Он усмехается. Слава тебе господи… я таки сумела.
Кажется, стоял июнь, когда мы запоем начали читать про историю красок и их составы. На фиг нам это было надо, когда тубы с готовой масляной краской можно было заказать по сети или уж, на худой конец, купить в магазине на бульваре? Но он забил себе голову (и мне заодно) всей этой живописной алхимией. И тут выяснилось, что весь мир – это лакокрасочный цех господа-затейника, что пигменты растворены в камнях и глине. Оливковый добывался из волконскоита, а шишгиль, яично-желтый с золотистым оттенком, получали из ягод крушины или сока березового листа, а парижская зелень – тот еще ядохимикат, самая годная отрава для крыс, но так чертовски красива, так кислотно-ярка, говорят, когда-то ею красили шелк. Мы даже пробовали добыть берлинскую лазурь из солей железистосинеродистой кислоты (как – мы подсмотрели в сети).
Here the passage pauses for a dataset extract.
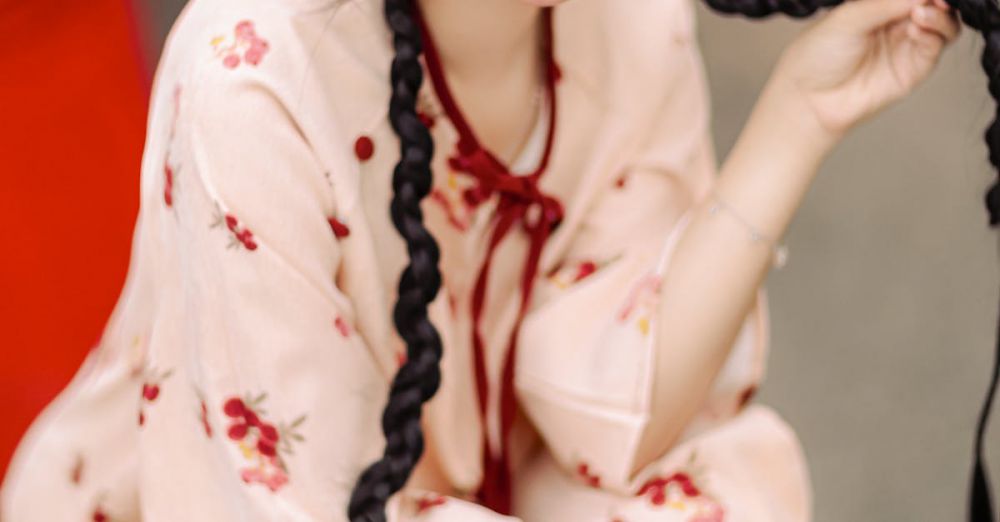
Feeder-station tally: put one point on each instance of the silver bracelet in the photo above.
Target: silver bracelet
(780, 251)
На все эти эксперименты его матерью было наложено табу в стенах квартиры. Но он все равно тащил из аптечки пузырьки и колбу, расставлял на столе. Мне особенно врезался в память вулкан розовой пузырящейся пены из перекиси водорода и нескольких капель крови. А повинен во всем был фермент каталаза (настоящая бомба, добываемая с помощью булавки из капилляра на подушечке пальца) – это он ускорил распад водорода на воду и молекулярный кислород. Нас влекло все, что было замешано на крови или обещало бурное взрывоопасное горение. Эта гармония нестабильности была сродни тахикардии. Экспериментальная химия оставляла следы на столешнице, обоях, а порой и на потолке. Но мы все равно колдовали, пока его матери не было дома. А ее почти никогда не было.
Зато моя была дома всегда. С утра до ночи она сидела то в своей комнате за столом, то на балконе за ноутбуком, которому было сто лет в обед, и кропала статьи на заказ (кому-то – вот удивительно! – еще нужны были написанные людьми статьи). Она привыкла к своему допотопному ноутбуку с западающими «я» и «ц». Поменять компьютер для нее было все равно что удалить хирургическим путем без всякой на то причины селезенку. Иногда ее ноутбук стоически, не издав не единого звука, отдавал богу душу (только на моей памяти он умер восемь раз). Тогда мать выражала свое мнение об этом мире грязным ругательством и закуривала сигарету. А раздавив окурок, несла ноутбук в ремонт – возрождаться.